La situazione è critica soprattutto negli ospedali di Torino: nell’ultima settimana ci sono state molte segnalazioni di pronto soccorso in grande difficoltà. Al Maria Vittoria di Torino sono finiti i posti letto e i malati sono stati lasciati in attesa nei corridoi e negli spazi che portano alle scale di servizio. Molti pazienti sono stati trasferiti in ambulanza in altri ospedali.

In questo grafico si può osservare l’andamento settimanale dei nuovi ingressi in terapia intensiva. Dopo un calo registrato nell’ultimo monitoraggio, i nuovi ingressi sono tornati ad aumentare in Lombardia: 382 negli ultimi sette giorni. Dopo le difficoltà della prima e della seconda ondata, la Regione Lombardia ha annunciato lo stanziamento di 224 milioni di euro per il potenziamento dei posti letto delle terapie intensive e sub intensive e per l’adeguamento di strutture ospedaliere e pronto soccorso.

Il tasso di positività dei tamponi sembrava invece avviato verso un netto calo, ma si è mantenuto stabile: è uno dei segnali che mostrano la resistenza del virus.

Nell’ultima settimana il numero di tamponi eseguiti è leggermente calato: 2 milioni 241 mila contro i 2 milioni 287 mila dei sette giorni precedenti.

Al momento in Italia sono state somministrate 7,2 milioni di prime dosi del vaccino contro il coronavirus e 3,2 milioni di persone hanno ricevuto la seconda dose. Dopo la temporanea interruzione dovuta al caso AstraZeneca, i ritmi di somministrazione sono aumentati in tutta Italia. Il 31 marzo è stato toccato il record di somministrazioni in un solo giorno: 285.917.

Il commissario straordinario Francesco Paolo Figliuolo ha detto di voler superare le 300mila somministrazioni al giorno nel più breve tempo possibile. Gli obiettivi – arrivare a 500mila vaccini al giorno dalla terza settimana di aprile e di vaccinare l’80% della popolazione entro fine settembre – sono ambiziosi e molto dipenderà dalle consegne nelle prossime settimane.

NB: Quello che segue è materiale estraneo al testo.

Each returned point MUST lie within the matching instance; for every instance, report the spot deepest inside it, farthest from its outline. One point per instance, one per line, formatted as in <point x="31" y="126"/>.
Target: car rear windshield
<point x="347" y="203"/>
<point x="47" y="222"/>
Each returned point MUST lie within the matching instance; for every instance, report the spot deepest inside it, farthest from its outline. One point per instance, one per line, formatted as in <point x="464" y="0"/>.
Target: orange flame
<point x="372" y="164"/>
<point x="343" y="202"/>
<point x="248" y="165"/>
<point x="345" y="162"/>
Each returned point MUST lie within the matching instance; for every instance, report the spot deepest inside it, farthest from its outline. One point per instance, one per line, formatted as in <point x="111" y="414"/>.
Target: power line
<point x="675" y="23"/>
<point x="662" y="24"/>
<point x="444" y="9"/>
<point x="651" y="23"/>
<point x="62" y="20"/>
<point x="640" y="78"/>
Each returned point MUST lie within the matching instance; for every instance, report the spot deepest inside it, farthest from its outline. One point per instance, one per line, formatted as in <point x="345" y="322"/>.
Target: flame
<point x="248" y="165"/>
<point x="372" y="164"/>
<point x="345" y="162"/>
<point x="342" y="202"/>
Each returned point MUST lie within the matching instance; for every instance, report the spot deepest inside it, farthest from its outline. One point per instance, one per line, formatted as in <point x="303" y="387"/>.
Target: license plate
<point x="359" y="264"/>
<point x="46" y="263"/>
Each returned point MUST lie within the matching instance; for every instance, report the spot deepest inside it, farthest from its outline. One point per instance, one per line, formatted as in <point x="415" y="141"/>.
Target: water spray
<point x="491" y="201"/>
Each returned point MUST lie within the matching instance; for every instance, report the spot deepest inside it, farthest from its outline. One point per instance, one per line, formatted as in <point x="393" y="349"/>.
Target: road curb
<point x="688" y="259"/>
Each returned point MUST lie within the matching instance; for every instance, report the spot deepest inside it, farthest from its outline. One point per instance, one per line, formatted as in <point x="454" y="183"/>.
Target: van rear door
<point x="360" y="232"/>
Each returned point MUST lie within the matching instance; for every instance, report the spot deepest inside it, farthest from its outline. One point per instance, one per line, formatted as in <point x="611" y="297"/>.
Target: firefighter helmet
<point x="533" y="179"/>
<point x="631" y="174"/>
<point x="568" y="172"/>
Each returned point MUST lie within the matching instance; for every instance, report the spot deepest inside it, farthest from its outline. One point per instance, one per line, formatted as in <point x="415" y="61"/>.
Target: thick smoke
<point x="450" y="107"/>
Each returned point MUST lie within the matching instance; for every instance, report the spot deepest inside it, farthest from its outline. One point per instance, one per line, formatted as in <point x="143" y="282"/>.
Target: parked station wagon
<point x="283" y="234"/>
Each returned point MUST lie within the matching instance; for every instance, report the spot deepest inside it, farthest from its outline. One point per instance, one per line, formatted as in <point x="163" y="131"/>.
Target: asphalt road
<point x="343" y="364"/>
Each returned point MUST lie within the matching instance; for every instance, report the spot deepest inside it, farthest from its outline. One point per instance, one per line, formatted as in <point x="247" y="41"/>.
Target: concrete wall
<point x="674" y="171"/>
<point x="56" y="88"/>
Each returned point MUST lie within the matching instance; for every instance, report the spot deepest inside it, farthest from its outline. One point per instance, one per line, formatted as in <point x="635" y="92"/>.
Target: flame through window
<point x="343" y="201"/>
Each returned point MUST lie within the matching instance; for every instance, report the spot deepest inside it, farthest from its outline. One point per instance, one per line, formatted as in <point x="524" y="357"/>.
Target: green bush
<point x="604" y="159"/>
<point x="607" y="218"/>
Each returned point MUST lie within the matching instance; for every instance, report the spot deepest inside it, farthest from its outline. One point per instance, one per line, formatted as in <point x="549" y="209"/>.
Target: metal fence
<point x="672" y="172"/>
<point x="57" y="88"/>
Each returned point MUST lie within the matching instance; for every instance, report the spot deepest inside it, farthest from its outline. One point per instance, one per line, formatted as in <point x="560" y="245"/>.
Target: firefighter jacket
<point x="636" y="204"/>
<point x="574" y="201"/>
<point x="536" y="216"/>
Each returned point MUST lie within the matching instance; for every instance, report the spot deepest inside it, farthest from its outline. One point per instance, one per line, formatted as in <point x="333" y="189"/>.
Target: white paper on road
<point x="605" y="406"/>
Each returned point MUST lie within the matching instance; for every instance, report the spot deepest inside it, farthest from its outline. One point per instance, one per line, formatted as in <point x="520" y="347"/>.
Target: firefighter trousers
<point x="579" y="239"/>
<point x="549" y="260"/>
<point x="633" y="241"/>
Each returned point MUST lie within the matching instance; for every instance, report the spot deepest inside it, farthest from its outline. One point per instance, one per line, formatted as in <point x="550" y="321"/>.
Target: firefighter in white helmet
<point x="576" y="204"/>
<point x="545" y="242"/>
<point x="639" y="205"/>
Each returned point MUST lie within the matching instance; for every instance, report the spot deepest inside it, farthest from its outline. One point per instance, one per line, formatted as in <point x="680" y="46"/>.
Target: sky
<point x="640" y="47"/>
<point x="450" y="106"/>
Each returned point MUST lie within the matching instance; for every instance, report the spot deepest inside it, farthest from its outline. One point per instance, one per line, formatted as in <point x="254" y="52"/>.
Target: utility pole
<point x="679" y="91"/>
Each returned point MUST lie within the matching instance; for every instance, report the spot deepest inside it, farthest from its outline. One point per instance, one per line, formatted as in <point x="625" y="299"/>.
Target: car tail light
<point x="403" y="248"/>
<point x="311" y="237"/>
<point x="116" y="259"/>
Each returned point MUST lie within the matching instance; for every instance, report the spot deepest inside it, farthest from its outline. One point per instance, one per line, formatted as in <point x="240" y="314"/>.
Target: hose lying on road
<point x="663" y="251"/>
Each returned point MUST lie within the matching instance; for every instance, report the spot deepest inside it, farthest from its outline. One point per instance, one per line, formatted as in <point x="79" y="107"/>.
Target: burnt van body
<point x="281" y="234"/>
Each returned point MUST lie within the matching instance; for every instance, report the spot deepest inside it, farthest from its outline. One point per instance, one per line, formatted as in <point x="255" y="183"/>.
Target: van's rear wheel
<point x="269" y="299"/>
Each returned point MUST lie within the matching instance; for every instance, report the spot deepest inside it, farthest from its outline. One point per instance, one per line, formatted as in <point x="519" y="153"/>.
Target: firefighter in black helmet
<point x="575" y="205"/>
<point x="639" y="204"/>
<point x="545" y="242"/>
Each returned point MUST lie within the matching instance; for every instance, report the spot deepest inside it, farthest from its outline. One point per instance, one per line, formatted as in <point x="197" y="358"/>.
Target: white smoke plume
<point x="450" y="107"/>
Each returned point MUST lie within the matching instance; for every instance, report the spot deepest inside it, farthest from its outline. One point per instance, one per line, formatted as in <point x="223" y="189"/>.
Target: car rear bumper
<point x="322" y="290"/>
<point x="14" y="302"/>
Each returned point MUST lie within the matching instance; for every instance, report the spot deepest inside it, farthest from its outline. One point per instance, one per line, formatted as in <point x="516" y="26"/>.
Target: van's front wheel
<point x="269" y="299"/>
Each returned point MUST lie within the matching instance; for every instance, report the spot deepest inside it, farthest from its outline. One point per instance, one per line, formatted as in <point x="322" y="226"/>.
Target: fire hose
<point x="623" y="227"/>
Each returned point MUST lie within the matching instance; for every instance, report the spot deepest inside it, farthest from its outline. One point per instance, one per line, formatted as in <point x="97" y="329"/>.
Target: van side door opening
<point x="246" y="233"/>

Questa mappa mostra la somministrazione nelle regioni italiane. Il Molise è la regione che sta vaccinando più persone in rapporto alla popolazione: il 7,1 per cento degli abitanti ha ricevuto la seconda dose del vaccino. La percentuale di popolazione protetta è alta anche nella provincia autonoma di Bolzano e in Piemonte, al 7 per cento. In ultima posizione c’è la Calabria, con 4,8 per cento di persone vaccinate.

La regione che sta vaccinando più velocemente le persone con più di 80 anni è la Basilicata, dove il 79,8 per cento degli anziani ha ricevuto almeno la prima dose. Dopo le polemiche degli ultimi giorni, in Toscana c’è stata un’accelerata delle somministrazioni alle persone anziane, che è passata dal 33,6% di una settimana fa all’attuale 46,1%.

Questo grafico mostra l’andamento giornaliero di somministrazioni, regione per regione, con la divisione per fornitore. Cliccando sul filtro si possono selezionare tutte le regioni italiane. I ritmi sono aumentati in Veneto, Molise, Liguria e Basilicata.

Senza nuove consegne, però, le regioni non riusciranno a mantenere gli stessi ritmi a lungo anche perché una parte delle dosi deve essere custodita per garantire la somministrazione dei richiami. Per questo negli ultimi giorni molti presidenti di regione hanno annunciato la possibile sospensione della campagna vaccinale, se non ci saranno nuove consegne.

Nell’ultima settimana sono state consegnate 1 milione di dosi Pfizer, 500 mila di Moderna, mentre oggi sono attese 1 milione 300 mila dosi del vaccino AstraZeneca. «A brevissimo avremo un’alta disponibilità di vaccini. Daremo fiato alle trombe», ha detto il commissario straordinario Figliuolo.